Since 1922, Benedict had also been engaged in the extensive fieldwork that would underpin her anthropological insights. Starting with a trip to Southern California to conduct ethnographic studies of the Shoshonean Serrano people in the Morongo Valley, Benedict went on to complete major anthropological studies of the Serrano in 1922, the Zuni in 1924, the Pima in 1926, and soon there after the Apache of the Southwest, as well as various Plains Indian tribes. Her unique contribution to the study of anthropology was the theory that culture is “personality writ large.” Benedict’s strong belief in the applied study of cultural relativism—the theory that a culture or group of people can be studied only against the backdrop of itself— was the motivating force in Patterns of Culture (1934), which The New York Times hailed for its “expertly conceived and brilliantly developed” combination of “a quartet of sciences, anthropology, sociology, psychology, and philosophy.”With the onset of World War II, Benedict became involved with the war effort, writing on European and Japanese cultures for the Office of War Information. From her studies in Japanese culture, she subsequently wrote the extremely well received book, The Chrysanthemum and the Sword (1946), which offered readers a compassionate look at Japan, a country that had just lost a war to the United States. After the war, Ruth Benedict returned once more to Europe, to complete research for a large project sponsored by UNESCO that studied the occupation of Eastern European countries.

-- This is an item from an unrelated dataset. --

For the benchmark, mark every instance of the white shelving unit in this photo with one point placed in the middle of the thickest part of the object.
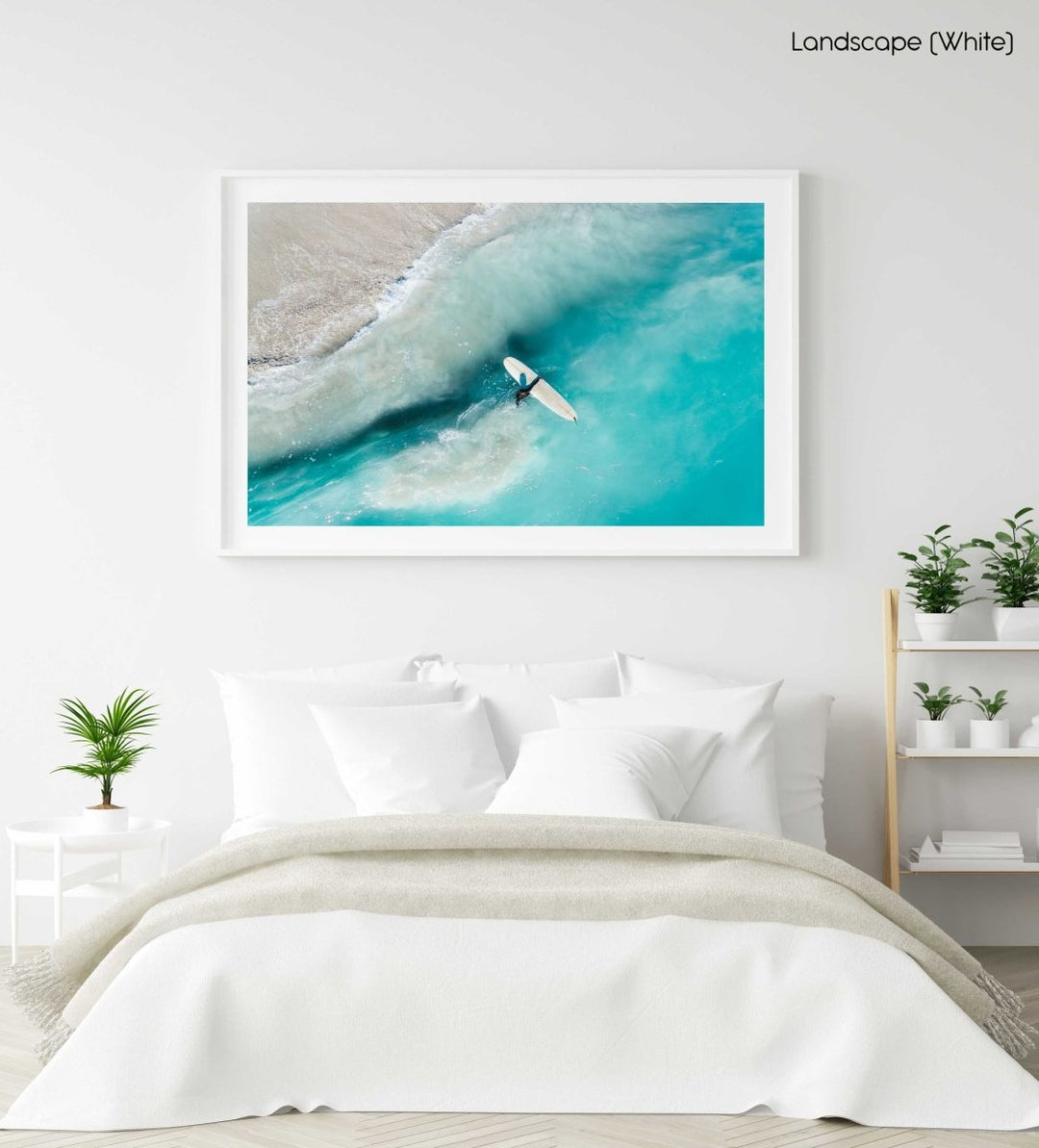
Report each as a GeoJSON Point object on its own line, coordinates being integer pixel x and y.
{"type": "Point", "coordinates": [894, 649]}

She died from a coronary thrombosis, at the age of sixty-nine, on September 17, 1948, five days after her return from Europe.

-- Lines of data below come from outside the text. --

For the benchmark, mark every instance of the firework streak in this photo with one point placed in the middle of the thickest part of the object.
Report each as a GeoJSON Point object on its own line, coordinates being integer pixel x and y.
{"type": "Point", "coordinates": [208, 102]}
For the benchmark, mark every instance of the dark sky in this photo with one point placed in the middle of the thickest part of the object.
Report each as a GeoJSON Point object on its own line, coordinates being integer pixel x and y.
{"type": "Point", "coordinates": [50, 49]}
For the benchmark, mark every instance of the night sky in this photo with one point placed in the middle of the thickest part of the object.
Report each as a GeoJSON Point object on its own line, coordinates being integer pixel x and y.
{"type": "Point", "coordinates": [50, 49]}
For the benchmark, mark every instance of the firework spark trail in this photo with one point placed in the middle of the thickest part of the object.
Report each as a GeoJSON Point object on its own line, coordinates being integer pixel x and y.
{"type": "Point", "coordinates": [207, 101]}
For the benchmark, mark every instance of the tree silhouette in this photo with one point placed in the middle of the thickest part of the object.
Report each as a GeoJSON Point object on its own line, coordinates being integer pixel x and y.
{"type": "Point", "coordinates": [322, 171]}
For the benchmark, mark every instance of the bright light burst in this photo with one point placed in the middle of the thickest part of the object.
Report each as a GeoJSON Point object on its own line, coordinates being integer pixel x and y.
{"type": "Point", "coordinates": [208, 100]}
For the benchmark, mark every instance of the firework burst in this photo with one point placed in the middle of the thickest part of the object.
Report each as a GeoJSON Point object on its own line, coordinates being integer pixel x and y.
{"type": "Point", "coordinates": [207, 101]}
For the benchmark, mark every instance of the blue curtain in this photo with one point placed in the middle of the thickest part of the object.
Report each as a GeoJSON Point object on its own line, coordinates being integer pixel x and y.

A stamp honored Ruth Benedict in 1995

In a speech accepting the Annual Achievement Award of American Association of University Women in 1946, Benedict defined the unique awareness of both the scientific method and the humanist spirit that informed her life’s work: “I have faith of a scientist that behavior, no matter how unfamiliar to us, is understandable if the problem is stated so that it can be answered by investigation and if then studied by technically suitable methods. And I have the faith of a humanist in the adventures of mutual understanding of men”


External links


Sources

Margaret Mead, An anthropologist at work: Writings of Ruth Benedict, Boston, 1959.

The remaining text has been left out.